More than two-thirds of the deaths are in kids who have underlying health conditions. Experts emphasize all children considered high-risk need to seek attention right away if they feel sick.
In Pueblo today, hundreds lined up at the State Fair Event Center to get their vaccine.
Shots aren't fun, but 4,200 H1N1 vaccines were ready to go in Pueblo County Saturday morning, and the lines formed.
"My son is being treated for leukemia so he's got a compromised immune system," says Steve Martinez, who was waiting in line Saturday morning.
On top, the H1N1 frenzy is making things difficult.
"It's very scary," says Martinez. "Sometimes I even wonder if sending him to school is good."
The concern for his son has Martinez waiting in line, but some came for the children of others. Randy Ellis is a pediatric dentist and wants to keep his patients safe.

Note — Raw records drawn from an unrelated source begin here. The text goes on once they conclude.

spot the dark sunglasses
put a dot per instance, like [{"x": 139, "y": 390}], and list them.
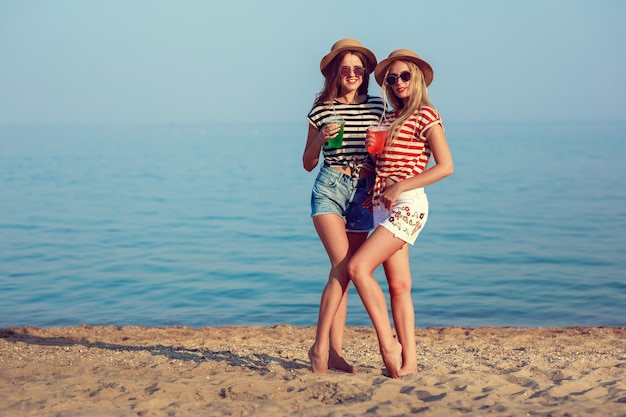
[
  {"x": 392, "y": 79},
  {"x": 345, "y": 71}
]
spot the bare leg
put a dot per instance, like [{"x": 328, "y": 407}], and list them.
[
  {"x": 378, "y": 248},
  {"x": 327, "y": 349},
  {"x": 335, "y": 358},
  {"x": 398, "y": 275}
]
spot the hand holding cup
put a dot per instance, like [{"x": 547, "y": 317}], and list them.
[{"x": 337, "y": 140}]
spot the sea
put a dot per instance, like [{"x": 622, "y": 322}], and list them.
[{"x": 209, "y": 225}]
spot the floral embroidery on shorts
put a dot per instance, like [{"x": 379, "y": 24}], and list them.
[{"x": 405, "y": 221}]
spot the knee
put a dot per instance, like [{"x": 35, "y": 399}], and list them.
[{"x": 399, "y": 288}]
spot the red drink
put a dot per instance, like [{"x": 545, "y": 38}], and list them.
[{"x": 379, "y": 136}]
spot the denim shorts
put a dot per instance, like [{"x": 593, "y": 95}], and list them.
[
  {"x": 337, "y": 193},
  {"x": 408, "y": 216}
]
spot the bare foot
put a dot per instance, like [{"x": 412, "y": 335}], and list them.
[
  {"x": 319, "y": 361},
  {"x": 338, "y": 362},
  {"x": 407, "y": 370},
  {"x": 393, "y": 360}
]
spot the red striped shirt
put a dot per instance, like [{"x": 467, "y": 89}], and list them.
[{"x": 409, "y": 154}]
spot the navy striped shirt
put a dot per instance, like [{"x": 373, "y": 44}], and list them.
[{"x": 357, "y": 118}]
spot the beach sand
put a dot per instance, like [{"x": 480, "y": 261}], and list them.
[{"x": 264, "y": 371}]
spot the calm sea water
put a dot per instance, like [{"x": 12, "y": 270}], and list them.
[{"x": 209, "y": 225}]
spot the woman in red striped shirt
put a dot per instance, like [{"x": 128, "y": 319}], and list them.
[{"x": 400, "y": 204}]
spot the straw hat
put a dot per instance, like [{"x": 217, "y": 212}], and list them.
[
  {"x": 347, "y": 45},
  {"x": 404, "y": 55}
]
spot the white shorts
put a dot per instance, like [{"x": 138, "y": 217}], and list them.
[{"x": 408, "y": 216}]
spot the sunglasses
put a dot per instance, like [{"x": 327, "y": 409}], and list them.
[
  {"x": 392, "y": 79},
  {"x": 345, "y": 71}
]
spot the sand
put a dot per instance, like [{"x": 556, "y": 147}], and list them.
[{"x": 264, "y": 371}]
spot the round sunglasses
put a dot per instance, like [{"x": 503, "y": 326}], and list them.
[
  {"x": 345, "y": 71},
  {"x": 392, "y": 79}
]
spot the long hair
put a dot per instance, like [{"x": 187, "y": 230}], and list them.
[
  {"x": 417, "y": 99},
  {"x": 332, "y": 82}
]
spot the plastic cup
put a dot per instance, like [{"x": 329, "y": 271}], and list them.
[
  {"x": 337, "y": 141},
  {"x": 379, "y": 136}
]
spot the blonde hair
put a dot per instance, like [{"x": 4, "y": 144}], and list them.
[{"x": 417, "y": 99}]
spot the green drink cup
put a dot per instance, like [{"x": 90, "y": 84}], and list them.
[{"x": 337, "y": 141}]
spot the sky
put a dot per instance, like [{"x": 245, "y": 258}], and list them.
[{"x": 236, "y": 61}]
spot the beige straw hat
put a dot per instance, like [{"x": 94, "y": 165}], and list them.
[
  {"x": 404, "y": 55},
  {"x": 348, "y": 45}
]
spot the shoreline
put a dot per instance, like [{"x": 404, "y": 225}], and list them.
[{"x": 264, "y": 371}]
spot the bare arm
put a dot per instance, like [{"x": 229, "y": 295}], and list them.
[{"x": 443, "y": 167}]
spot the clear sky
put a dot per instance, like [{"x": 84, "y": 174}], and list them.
[{"x": 145, "y": 61}]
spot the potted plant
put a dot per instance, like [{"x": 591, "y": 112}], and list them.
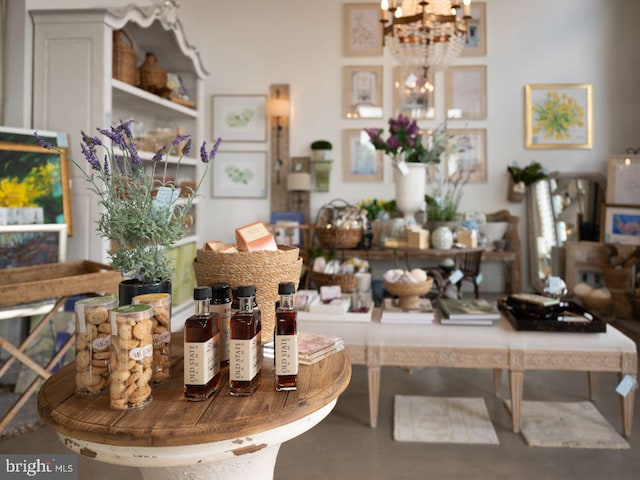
[
  {"x": 521, "y": 178},
  {"x": 141, "y": 215}
]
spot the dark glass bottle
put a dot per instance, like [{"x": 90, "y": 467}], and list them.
[
  {"x": 221, "y": 309},
  {"x": 201, "y": 349},
  {"x": 286, "y": 339},
  {"x": 245, "y": 345}
]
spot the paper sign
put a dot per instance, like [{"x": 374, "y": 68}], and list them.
[{"x": 626, "y": 385}]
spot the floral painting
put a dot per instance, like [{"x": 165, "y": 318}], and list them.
[
  {"x": 558, "y": 116},
  {"x": 240, "y": 174}
]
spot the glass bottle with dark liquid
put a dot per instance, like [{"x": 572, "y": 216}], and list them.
[
  {"x": 245, "y": 346},
  {"x": 286, "y": 340},
  {"x": 221, "y": 309},
  {"x": 201, "y": 349}
]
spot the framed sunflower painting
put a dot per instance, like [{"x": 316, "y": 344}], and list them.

"I deal in the mouths of children every day so that's why I'm here," says Ellis.
Whatever the reason, the H1N1 vaccine has been strictly limited.
"This is what we want," says Chris Nevin-Woods, Public Health Director for Pueblo County. "We wish we had more vaccine, you know its coming in little drips and drabs."
Around 11 a.m., the health department opened up the vaccine to a larger group, anyone up to 24 years old, plus law enforcement, teachers and older people with health conditions. Targeted groups like pregnant women and children get priority. Many wish there was enough for everyone.
"The distribution isn't going as smoothly as we as we'd like it to, but in Pueblo, once we get it, we get it out," Nevin-Woods says.
It looks like the residents will happily accept.
Only 1,600 of the 4,200 vaccines were given out today. The rest will be distributed, most likely through another mass vaccination.
Pueblo health experts say right now the vaccine is being distributed through the larger clinics and hospitals. They say, as larger amounts of the vaccine come in they will begin getting them out to more health care providers.